I remember hearing a thin woman gripe about how sometimes total strangers have the audacity to assume they can lecture her on not starving herself and complain that in our society it's more acceptable to confront a thin woman about her health than it is to confront a fat woman. I was completely frustrated with this statement because not only is it the absolute opposite of true, but I couldn't help but be dismayed that she couldn't make the connection to how rude she felt someone's comment on her health was and how rude it is to comment on ANYONE'S health based on size alone. Not to mention I felt this was a completely privileged statement that only someone who'd been thin all her life could make. Of course she would think it was more common for an underweight looking woman to be rudely lectured on health by strangers because it was what she experienced. It's akin to the frustration I experience when I hear someone white say racism doesn't still exist (though I make no attempt to even hint that body prejudice is at all the same as racial prejudice - trust me, I know I'm privileged in ways I'm not even aware of because I'm traditionally white looking and middle class etc.) or when I hear a male gripe about how he doesn't see sexism in the world anymore. To which my thought is always, "Of course you wouldn't. You don't see it expressed towards you." Someone once summarized it really well in saying something to the effect of "being privileged doesn't mean you're going to rub in other people's faces the many ways in which society caters more towards you. It means that people's who possess traits that are abhorred have to worry about things being made more difficult for them in ways you can't even think of."

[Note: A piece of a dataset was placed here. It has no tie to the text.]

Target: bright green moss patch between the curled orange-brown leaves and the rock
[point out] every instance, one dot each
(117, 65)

Having thin privilege means you don't have to worry about your doctor overlooking health issues you may have and instead telling you to just lose weight. Having thin privilege means that people are less likely to assume you are a stupid, lazy, gluttonous, drain on society. Having thin privilege means you are less likely to be sized out of designer fashions and instead forced to buy either cheap clothing from stores like Target or Wal-mart or extremely pricey "Big & Tall" sizes. Having thin privilege means you are a heck of a lot less likely (if likely at all) to get glared at for having a bag of Doritos and a tub of ice cream in your shopping cart. It means you're a lot less likely to be ridiculed in public for your body. It means you're less likely to have trouble getting health coverage because of your weight. It means you're a lot less likely to get glared at and complained about on an airplane. It means you're a lot less likely to have family members decry your body. It means, in short, that you are socially conditioned to feel you don't owe it to anyone to apologize for the way your body is. So if you're thin and have been so all or most of your life and you don't think fat prejudice is a problem, I implore you to attempt to look outside the life you have always known and accept that things might be different for others. I implore you to look at the ways in which people make things harder for someone who is fat(ter). And of course if you're white and don't think racism exists, I implore you to open your thoughts a bit*. I implore you to examine your own thoughts on race. And if you're male and don't think sexism is still a problem I implore you to examine how the media treats the body of an intelligent, Harvard educated woman (such as Michelle Obama)as public property*. I implore you to examine your reaction to this post. Because if it was just a gut reaction "oh shut up you fat, ugly bitch" then I hate to break it to you, but you might be sexist which means, you guessed it, sexism is alive and well.

In short, just because you can't see it doesn't mean it doesn't exist. Just because discrimination doesn't happen to YOU doesn't mean it doesn't happen at ALL. And of course, logically, the fact that it happens to SOME and NOT all is what makes it discrimination.

*I make no attempt to speak for anyone of any race. I know that there are probably a million ways I don't understand the experiences of many black, latino or asian women (and men) I only use racism as an example of how someone's own privilege can blind them to the fact that they have it to begin with.

**I also make no attempt to speak for women as a whole, merely detailing my thoughts.